New York-born, Berlin-based artist Susannah Martin reconnects humanity to nature through paintings that explore nudity and primordial innocence in paradisiacal landscapes filled with domestic animals and gentle wildlings.
They serve as a symbol that represents man in his purest and most original form in harmony with his eternal home: nature — a return to it, to be more precise. Its main references come from time immemorial, from the time of cavemen and from ancient civilizations in which nudity was something natural and widely present in the arts, sports, and religion, without taboos or the constant and latent connotation of eroticism. In this case, the Greek and Egyptian civilizations.

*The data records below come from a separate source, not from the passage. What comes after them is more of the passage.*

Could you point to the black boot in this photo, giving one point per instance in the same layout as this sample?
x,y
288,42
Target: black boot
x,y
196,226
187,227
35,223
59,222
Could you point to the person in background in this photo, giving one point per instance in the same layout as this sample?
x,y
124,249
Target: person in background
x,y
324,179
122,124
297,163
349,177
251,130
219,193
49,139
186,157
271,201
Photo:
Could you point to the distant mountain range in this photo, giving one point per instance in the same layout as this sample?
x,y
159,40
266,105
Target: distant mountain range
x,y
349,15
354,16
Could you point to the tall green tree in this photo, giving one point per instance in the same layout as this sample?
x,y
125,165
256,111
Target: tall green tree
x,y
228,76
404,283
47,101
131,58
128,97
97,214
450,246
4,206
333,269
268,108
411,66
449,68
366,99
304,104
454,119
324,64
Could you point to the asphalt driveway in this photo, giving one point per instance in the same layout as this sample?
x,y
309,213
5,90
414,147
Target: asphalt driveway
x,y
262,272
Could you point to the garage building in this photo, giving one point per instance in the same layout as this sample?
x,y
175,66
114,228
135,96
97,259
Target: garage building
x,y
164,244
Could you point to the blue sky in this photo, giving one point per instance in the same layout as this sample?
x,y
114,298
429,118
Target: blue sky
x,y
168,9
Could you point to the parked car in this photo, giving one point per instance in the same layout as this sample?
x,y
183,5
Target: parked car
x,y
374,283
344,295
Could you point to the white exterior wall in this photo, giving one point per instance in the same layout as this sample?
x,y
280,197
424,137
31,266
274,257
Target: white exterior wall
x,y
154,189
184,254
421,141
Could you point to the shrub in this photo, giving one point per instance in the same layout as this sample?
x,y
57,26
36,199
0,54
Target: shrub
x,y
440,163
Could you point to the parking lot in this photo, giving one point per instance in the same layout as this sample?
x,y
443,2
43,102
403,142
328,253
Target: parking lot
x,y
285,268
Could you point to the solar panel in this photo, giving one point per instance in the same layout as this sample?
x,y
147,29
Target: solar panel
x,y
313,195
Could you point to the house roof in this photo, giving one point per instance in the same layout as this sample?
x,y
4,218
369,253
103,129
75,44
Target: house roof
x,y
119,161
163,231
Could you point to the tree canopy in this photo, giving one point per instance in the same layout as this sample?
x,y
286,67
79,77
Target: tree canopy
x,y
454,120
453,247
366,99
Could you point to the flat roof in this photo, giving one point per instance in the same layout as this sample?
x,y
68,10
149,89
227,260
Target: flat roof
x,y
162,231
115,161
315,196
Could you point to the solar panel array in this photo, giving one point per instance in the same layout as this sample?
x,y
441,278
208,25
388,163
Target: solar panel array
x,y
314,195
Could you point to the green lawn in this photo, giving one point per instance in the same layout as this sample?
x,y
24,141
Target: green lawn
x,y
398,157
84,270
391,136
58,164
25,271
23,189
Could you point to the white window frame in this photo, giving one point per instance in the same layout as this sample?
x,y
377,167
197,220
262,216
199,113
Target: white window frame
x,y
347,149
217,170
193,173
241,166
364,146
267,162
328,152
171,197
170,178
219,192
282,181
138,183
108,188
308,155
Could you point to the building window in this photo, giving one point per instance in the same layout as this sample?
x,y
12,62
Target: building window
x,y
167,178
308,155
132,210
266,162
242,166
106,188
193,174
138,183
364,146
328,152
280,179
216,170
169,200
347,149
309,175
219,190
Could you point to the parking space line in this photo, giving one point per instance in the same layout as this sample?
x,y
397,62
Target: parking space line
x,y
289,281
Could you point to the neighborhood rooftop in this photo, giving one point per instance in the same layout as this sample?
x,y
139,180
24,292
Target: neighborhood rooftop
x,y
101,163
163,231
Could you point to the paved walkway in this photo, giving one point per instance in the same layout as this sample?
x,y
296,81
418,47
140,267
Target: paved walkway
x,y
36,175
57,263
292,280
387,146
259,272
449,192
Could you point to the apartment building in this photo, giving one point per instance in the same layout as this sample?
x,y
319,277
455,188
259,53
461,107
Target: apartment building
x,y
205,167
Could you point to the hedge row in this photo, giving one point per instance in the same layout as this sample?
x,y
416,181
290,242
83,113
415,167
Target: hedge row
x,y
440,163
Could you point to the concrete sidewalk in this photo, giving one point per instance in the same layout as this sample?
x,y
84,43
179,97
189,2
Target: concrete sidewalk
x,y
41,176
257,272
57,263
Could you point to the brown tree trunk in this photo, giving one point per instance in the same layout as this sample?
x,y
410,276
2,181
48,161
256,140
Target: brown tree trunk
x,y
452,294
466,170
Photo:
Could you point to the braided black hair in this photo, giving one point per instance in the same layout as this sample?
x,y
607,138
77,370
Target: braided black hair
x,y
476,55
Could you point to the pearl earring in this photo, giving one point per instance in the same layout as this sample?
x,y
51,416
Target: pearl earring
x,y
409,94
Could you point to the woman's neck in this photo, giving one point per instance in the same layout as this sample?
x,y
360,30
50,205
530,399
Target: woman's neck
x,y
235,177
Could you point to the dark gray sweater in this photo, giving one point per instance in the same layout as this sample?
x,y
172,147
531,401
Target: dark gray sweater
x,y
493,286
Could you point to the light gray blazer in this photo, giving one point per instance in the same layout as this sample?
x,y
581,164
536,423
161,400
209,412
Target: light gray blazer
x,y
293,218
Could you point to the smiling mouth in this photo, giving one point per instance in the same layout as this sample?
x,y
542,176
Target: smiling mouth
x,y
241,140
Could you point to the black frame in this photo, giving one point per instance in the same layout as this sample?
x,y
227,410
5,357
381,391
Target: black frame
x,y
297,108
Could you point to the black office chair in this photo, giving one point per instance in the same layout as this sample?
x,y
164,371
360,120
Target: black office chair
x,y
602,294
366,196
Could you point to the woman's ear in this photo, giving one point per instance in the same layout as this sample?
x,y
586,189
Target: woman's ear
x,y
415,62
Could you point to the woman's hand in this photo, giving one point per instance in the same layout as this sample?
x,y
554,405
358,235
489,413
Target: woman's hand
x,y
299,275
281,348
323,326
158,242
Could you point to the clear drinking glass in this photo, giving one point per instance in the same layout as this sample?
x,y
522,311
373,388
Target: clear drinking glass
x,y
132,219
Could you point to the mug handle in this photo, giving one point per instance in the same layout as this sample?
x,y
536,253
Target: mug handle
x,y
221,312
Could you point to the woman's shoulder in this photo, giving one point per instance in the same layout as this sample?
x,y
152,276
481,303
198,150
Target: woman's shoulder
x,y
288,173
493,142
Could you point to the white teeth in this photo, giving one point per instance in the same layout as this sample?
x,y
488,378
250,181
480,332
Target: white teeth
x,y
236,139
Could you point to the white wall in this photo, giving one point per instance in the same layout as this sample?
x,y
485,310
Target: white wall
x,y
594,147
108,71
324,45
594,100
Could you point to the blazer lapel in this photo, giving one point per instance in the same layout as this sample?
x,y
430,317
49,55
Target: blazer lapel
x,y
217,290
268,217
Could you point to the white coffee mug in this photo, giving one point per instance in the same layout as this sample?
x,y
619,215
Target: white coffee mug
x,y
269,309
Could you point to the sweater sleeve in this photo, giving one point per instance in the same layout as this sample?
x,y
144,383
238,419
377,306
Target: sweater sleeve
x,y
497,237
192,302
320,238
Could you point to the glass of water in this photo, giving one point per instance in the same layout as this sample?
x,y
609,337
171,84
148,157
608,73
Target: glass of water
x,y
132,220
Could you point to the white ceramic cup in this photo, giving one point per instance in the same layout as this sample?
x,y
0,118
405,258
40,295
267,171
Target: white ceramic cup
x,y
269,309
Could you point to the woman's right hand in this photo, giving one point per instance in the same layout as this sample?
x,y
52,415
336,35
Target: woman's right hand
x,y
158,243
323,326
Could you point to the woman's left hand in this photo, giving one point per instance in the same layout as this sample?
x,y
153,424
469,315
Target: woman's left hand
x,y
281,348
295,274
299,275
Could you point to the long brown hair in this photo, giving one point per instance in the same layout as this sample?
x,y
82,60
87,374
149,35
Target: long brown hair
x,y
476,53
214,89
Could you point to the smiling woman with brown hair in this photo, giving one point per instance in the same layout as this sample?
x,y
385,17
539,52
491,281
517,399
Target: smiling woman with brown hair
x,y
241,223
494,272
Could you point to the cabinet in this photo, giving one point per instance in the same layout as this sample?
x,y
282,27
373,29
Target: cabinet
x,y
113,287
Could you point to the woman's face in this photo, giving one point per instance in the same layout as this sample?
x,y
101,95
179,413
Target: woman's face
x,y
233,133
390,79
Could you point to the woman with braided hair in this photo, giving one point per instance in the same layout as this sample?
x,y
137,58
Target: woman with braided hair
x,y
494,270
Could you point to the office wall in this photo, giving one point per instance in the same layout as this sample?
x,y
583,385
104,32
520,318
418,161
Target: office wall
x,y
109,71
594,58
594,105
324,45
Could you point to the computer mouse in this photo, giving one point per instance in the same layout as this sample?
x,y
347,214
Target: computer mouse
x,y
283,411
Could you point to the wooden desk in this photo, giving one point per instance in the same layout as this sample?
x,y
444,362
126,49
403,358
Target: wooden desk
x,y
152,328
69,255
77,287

Realistic and at the same time peaceful – just ‘natural’ – is how Susannah Martin’s works of art could be described, for in spite of a harmonious idyll, the artist in no way hints at that paradise worth striving for. She shows no utopian wishful thinking, but rather creative possibilities. In an artistic way she concretizes a discourse which elucidates man’s dilemma by consistently concealing this. ‘Bathing’ men, women and children, as in the works ‘The River’ or ‘C-section’ , for example, should be something so natural, something so normal, almost banal even, yet still ‘beautiful’ as well, so that it would in principle be pointless to have to take as a central theme this bathing as a natural, an obvious leisure time activity. This is also the discursive crux, for that which is natural and obvious speaks for itself and needs no artistic involvement. When the artist, with good reason, hints at an awkward state of affairs, an imbalance between nature and corporeality, between man and his environment, this is the artistic impulse, which would be unnecessary if circumstances were in balance.